Les véhicules eux-mêmes sont des pods conçus spécifiquement, équipés de sièges orientés vers l'intérieur et d'une vitesse maximale de 120 km/h. Aicha Evans, PDG de Zoox, a qualifié cela de « première exemption commerciale jamais accordée pour un robotaxi conçu spécifiquement », et cette distinction est importante. Des concurrents comme Waymo exploitent des versions modifiées de véhicules existants. Zoox a créé quelque chose de totalement nouveau.
Las Vegas est la ville prévue pour le lancement des courses payantes, bien que Zoox doive encore obtenir les autorisations étatiques et locales avant de pouvoir activer le compteur. L'entreprise propose déjà des trajets gratuits à Las Vegas et à San Francisco depuis qu'elle a reçu une exemption de démonstration en août 2025, période au cours de laquelle elle augmentait sa flotte jusqu'à 100 véhicules.

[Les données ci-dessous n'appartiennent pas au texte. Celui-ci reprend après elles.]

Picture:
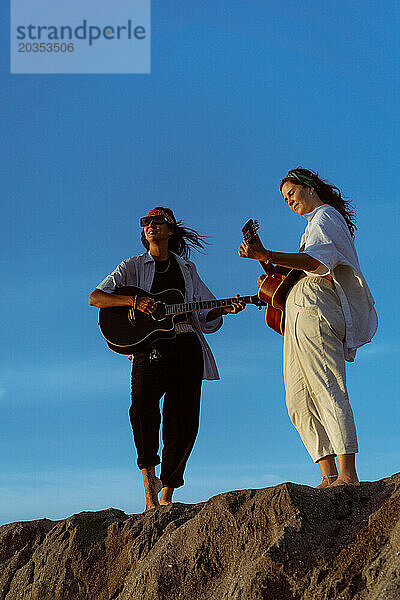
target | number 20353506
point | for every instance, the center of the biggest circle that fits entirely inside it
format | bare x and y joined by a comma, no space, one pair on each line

Les conditions réglementaires attachées
Zoox doit maintenir des opérateurs à distance basés aux États-Unis capables de surveiller et d'intervenir dans les opérations des véhicules. L'entreprise est tenue de publier une carte de chaque zone où ses robotaxis circulent. La déclaration continue des accidents est obligatoire, et la NHTSA conserve le pouvoir de révoquer l'exemption à tout moment en cas de préoccupations liées à la sécurité. Ce n'est pas une licence permanente. C'est un essai de deux ans avec un dispositif d'arrêt d'urgence.
Les approbations au niveau de l'État ajoutent une autre couche de complexité. La Californie, où Zoox a son siège social et où elle effectue des trajets gratuits, dispose de son propre processus d'autorisation. Une commercialisation complète dans plusieurs États exigera de naviguer à travers un mélange de cadres réglementaires.
Pourquoi cela importe au-delà du transport
Pour Amazon, la capacité de facturer réellement les trajets transforme Zoox d’une simple dépense R&D en une entité pouvant générer des revenus à terme. Waymo, qui exploite le service de covoiturage autonome d’Alphabet, mène des opérations commerciales, mais avec des véhicules qui conservent encore des commandes traditionnelles. L’exemption de Zoox ouvre la voie à des conceptions véritablement spécifiques.
La fenêtre de deux ans et le plafond annuel de 2 500 véhicules suggèrent que les régulateurs souhaitent consulter des données du monde réel avant d'étendre les autorisations. Zoox bénéficie du soutien du bilan d'Amazon, ce qui lui confère un avantage capital significatif. La barrière réglementaire, bien que franchissable pour les acteurs bien financés, pourrait fonctionner efficacement comme un fossé contre les concurrents moins bien dotés en capitaux.
L'autorité explicite de la NHTSA de révoquer l'exemption de Zoox signifie que le bilan sécurité de l'entreprise n'affecte pas seulement son propre activité. Elle pourrait façonner l'environnement réglementaire pour chaque entreprise de véhicules autonomes cherchant à emprunter le même chemin.